On Fri, May 25, 2012 at 04:46:51PM -0400, Mike Snitzer wrote:
> I'd love to see the merge_bvec stuff go away but it does serve a
> purpose: filesystems benefit from accurately building up much larger
> bios (based on underlying device limits).  XFS has leveraged this for
> some time and ext4 adopted this (commit bd2d0210cf) because of the
> performance advantage.

That commit only talks about skipping buffer heads, from the patch
description I don't see how merge_bvec_fn would have anything to do with
what it's after.

> So if you don't have a mechanism for the filesystem's IO to have
> accurate understanding of the limits of the device the filesystem is
> built on (merge_bvec was the mechanism) and are leaning on late
> splitting does filesystem performance suffer?

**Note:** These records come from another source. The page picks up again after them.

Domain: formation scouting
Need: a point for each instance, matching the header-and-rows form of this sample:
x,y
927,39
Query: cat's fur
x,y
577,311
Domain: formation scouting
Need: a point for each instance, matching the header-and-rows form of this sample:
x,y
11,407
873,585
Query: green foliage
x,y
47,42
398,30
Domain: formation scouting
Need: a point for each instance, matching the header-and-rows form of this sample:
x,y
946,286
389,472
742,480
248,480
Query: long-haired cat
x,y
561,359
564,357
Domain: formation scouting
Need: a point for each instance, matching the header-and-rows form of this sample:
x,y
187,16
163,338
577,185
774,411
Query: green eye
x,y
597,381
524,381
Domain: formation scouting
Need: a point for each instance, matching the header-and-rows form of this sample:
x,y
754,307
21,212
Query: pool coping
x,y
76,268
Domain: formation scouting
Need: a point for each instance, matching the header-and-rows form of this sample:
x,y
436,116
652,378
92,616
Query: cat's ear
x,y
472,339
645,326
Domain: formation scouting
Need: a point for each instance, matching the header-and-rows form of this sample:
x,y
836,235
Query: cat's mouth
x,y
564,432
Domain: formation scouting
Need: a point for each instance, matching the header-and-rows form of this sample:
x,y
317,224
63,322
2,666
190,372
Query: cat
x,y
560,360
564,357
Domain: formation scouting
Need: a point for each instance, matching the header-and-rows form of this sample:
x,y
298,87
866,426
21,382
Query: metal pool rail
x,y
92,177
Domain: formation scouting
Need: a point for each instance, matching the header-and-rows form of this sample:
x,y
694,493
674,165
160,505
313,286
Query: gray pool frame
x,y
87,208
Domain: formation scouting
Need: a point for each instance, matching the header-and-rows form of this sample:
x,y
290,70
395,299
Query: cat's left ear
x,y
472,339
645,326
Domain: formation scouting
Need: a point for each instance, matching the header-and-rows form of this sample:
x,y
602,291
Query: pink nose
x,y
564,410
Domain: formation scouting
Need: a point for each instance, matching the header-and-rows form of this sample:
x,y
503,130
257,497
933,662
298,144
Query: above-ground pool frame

So is the issue that it may take longer for an IO to complete, or is it
CPU utilization/scalability?

If it's the former, we've got a real problem. If it's the latter - it
might be a problem in the interim (I don't expect generic_make_request()
to be splitting bios in the common case long term), but I doubt it's
going to be much of an issue.

> Would be nice to see before and after XFS and ext4 benchmarks against a
> RAID device (level 5 or 6).  I'm especially interested to get Dave
> Chinner's and Ted's insight here.

Yeah.

I can't remember who it was, but Ted knows someone who was able to
benchmark on a 48 core system. I don't think we need numbers from a 48
core machine for these patches, but whatever workloads they were testing
that were problematic CPU wise would be useful to test.